A number of central banks in advanced countries use ranges, or bands, around their inflation target to formulate their monetary policy strategy. The adoption of such ranges has been proposed by some policymakers in the context of the Fed and the ECB reviews of their strategies. Using a standard New Keynesian macroeconomic model, we analyze the consequences of tolerance range policies, characterized by a stronger reaction of the central bank to inflation when inflation lies outside the range than when it is close to the target, ie the central value of the band. We show that a tolerance band should not be a zone of inaction: the lack of reaction within the band endangers macroeconomic stability and leads to the possibility of multiple equilibria; the trade-off between the reaction needed outside the range versus inside seems unfavorable: a very strong reaction, when inflation is far from the target, is required to compensate a moderately lower reaction within tolerance band; these results, obtained within the framework of a stylized model, are robust to many alterations, in particular allowing for the zero lower bound.
In the context of recent Monetary Policy Strategy Reviews in the US and the euro area, there has been a renewed interest for the notion of an inflation “tolerance band”, as a possible element to include in a revamped monetary policy framework.
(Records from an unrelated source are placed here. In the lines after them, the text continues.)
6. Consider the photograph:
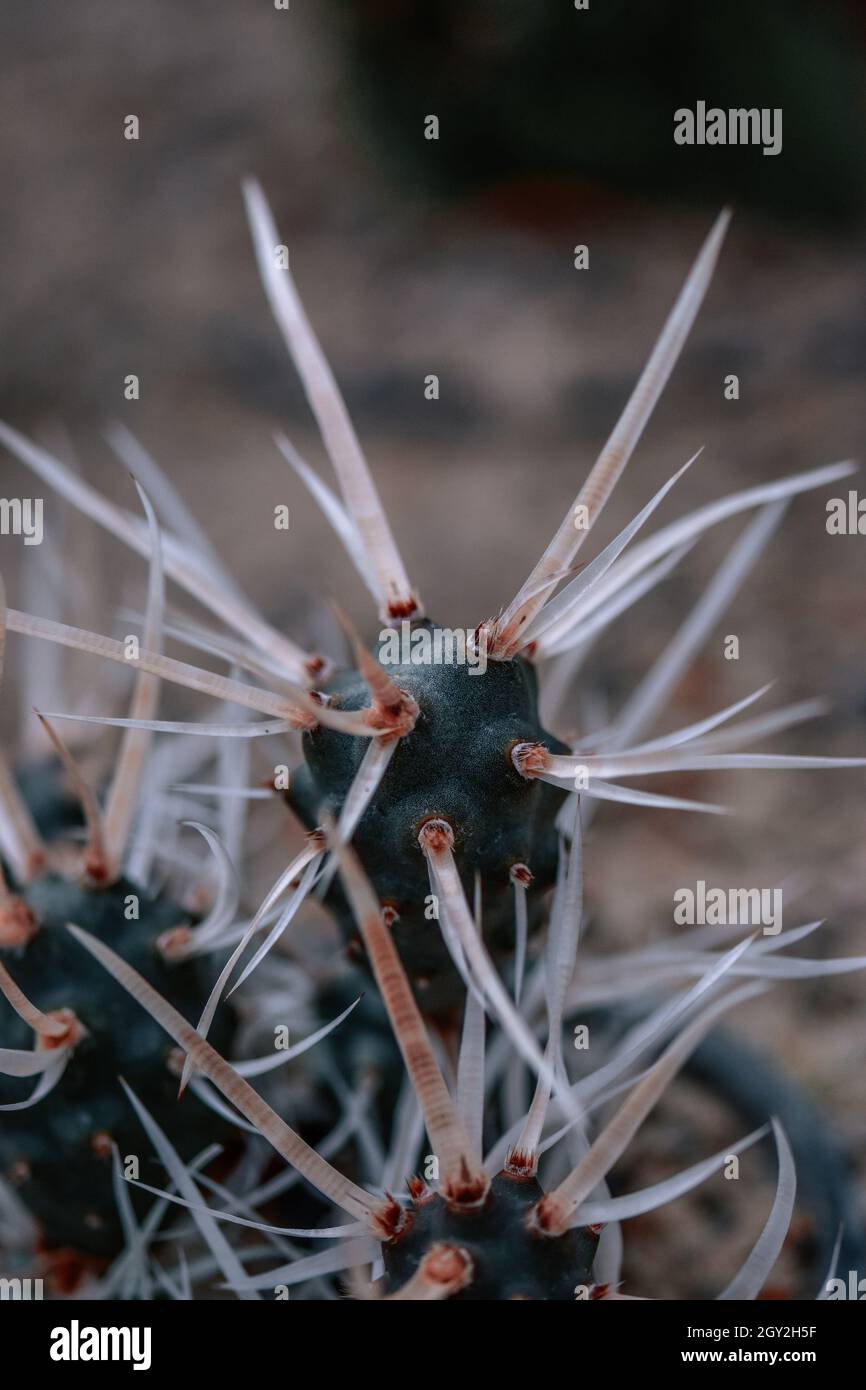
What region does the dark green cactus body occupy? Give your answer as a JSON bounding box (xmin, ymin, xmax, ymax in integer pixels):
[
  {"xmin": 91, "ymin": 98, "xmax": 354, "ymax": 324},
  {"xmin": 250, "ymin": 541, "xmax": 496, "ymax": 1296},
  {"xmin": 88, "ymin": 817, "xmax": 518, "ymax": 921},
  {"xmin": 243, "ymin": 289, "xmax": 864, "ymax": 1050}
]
[
  {"xmin": 382, "ymin": 1172, "xmax": 599, "ymax": 1302},
  {"xmin": 0, "ymin": 874, "xmax": 231, "ymax": 1255},
  {"xmin": 288, "ymin": 623, "xmax": 569, "ymax": 1012}
]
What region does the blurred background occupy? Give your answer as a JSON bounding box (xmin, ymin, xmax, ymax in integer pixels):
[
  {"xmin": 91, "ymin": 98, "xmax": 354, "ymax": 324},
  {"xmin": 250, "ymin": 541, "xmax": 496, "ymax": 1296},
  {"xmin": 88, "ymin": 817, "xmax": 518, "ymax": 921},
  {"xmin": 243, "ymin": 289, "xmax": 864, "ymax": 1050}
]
[{"xmin": 0, "ymin": 0, "xmax": 866, "ymax": 1293}]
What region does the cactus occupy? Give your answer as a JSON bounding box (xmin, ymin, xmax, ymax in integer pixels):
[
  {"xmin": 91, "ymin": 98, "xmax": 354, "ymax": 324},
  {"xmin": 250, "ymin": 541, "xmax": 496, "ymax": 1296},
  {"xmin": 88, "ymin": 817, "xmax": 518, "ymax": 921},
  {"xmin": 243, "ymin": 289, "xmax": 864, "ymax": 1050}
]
[{"xmin": 0, "ymin": 185, "xmax": 865, "ymax": 1300}]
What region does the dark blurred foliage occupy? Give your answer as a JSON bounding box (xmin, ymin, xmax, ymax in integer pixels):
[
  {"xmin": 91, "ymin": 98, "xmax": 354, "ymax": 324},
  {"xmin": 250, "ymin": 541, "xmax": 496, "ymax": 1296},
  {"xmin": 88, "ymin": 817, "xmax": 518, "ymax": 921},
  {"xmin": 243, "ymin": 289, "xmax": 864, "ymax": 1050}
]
[{"xmin": 338, "ymin": 0, "xmax": 866, "ymax": 220}]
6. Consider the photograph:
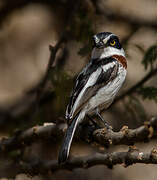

In spite of the recurrence of debates about inflation ranges in discussions of monetary policy frameworks, the analytical literature is surprisingly scarce on the properties of such set-ups. To our knowledge, there has not been a systematic attempt to study such policies in the New-Keynesian model - arguably by now the most standard set-up for monetary policy analysis. The aim of this paper is to contribute to filling this gap.
In this paper, we interpret the notion of “tolerance bands” as the central bank having a more aggressive response to inflation when inflation is outside the “tolerance band” than when it lies within the band. (Other interpretations are briefly discussed in the paper). This notion appears as an extension of the concept of indifference band, in which the degree of indifference to inflation, within the band, is not complete and may take on alternative values.
This approach is particularly relevant in the context of the euro area debate. Indeed, back in the initial stage of the euro, prior to 2003, the framework of the Eurosystem could be interpreted as an “indifference range”. More recently, some policy proposals for inflation “tolerance bands” were calling for a higher degree of flexibility in monetary policy. The idea was that, whenever inflation is reasonnably close to the target - and reflecting secondary objectives for monetary policy, such as financial stability concerns-, a given deviation of inflation from target may call for a smaller reaction than otherwise warranted by a strict inflation targeting.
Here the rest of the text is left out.